Sexual energy is the most accessible type of etheric energy in humans. This is shocking to people because “sex” is usually a term associated with sin or with perversion. But sexual energy encompasses more than just the physical act; it’s a current that runs through us all. Enlightened or not, any human can access this energy to manifest reality out of the energetic plane. While a more enlightened group of people can use sexual energy to meditate or for magical rites to manifest their desires, many people utilize it every day to create the miracle of life. It is the most available type of etheric energy to humans.
Being that it is so accessible, it is also sought after by external forces. Institutions such as religion and media place imperatives and doctrines on sexual energy for control. They manipulate the world’s sexual energy to propel their own goals. Religion makes it a sin, and people then depend on the forgiveness of their god(s) or their church. Many followers tag the egoic response of shame to sex. Media depends on a perverted obsession of sexual energy, and its followers can only see sex as a physical act. This creates a dependency of people on their institutions. Their energy can then be used for the institutions’ needs. If the institution wants war, better business, or popularity, they can channel this accessible energy.
But without these egoic influences on our sexual energy we could gain spiritual ascension. Emotions that the institutions feed off would lose power, emotions like jealousy and hate. Instead, a connection with one’s self would define our population. And from that, our lives could connect through spiritual love. We could begin to achieve spiritual ascension through the institution we have the most control: parenthood. There is an opportunity in parenthood to teach children to be in control of their own sexual energy, and to raise new generations of people who can live without ego and without “mind”.
Parental repression is the first control we as children encounter. This is because people, especially parents, perpetuate and pass on the behaviors they were taught. It’s natural for a parent to teach his or her child what they know about the world. Therefore, parents form our perception of sex and its meaning from the moment of our conception. This leads us to the first stage of sexual repression.
A child is born into the energetic level of his or her parents. Meaning, if two people connect sexually on the basis of anger, lust, or jealousy then the child will hold that energy. They will be born with that tag of energy that then evolves into repression or an obstacle to overcome as they mature. The best energy for a child to be born into is that of love. In fact, the best way for people to connect sexually is through love because then a sexual act becomes a spiritual act. Love is spiritual; it’s deeper than a physical and emotional connection. And if a child is conceived in a spiritual sexual connection, then he or she will be born into that energy level.

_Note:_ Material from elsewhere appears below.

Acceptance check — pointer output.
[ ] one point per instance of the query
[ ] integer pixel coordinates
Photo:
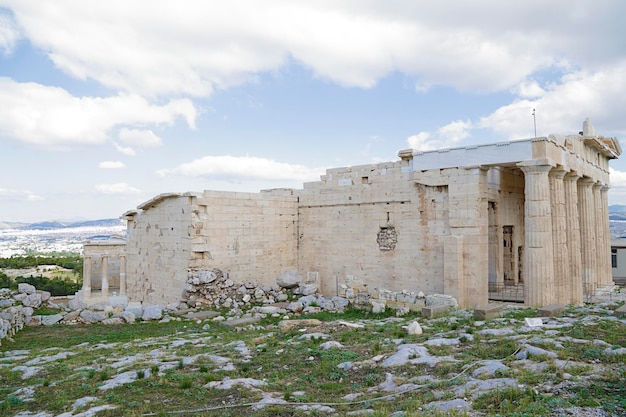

The second stage of sexual repression starts when the child first encounters a parent’s egoic response to sexuality. Parents are unafraid to be naked around their infant children. But when the child innocently becomes aware of “bodies,” parents tend to cover up, even forbidding their child to ever see them naked again. This type of repression teaches children that bodies are something to hide, even to be ashamed of. At the same time, when children know they can’t have something, it intensifies their curiosity. All of these factors combined create an obsessive and morphed view of sexuality.
Parents should let their children become acquainted with the human form in a natural way. Just as children are curious about the alphabet and the noises animals make, they also want to learn about the human figure. Parents tend to mistake their child’s natural curiosity for something sexual, ascribing their own egoic emotions to their children. Letting children be naked in the house, as well as understanding their parents’ nudity helps to take away the need for sex in a physical way when the child does mature. It leaves room for the spiritual sexual connection out of love and not lust.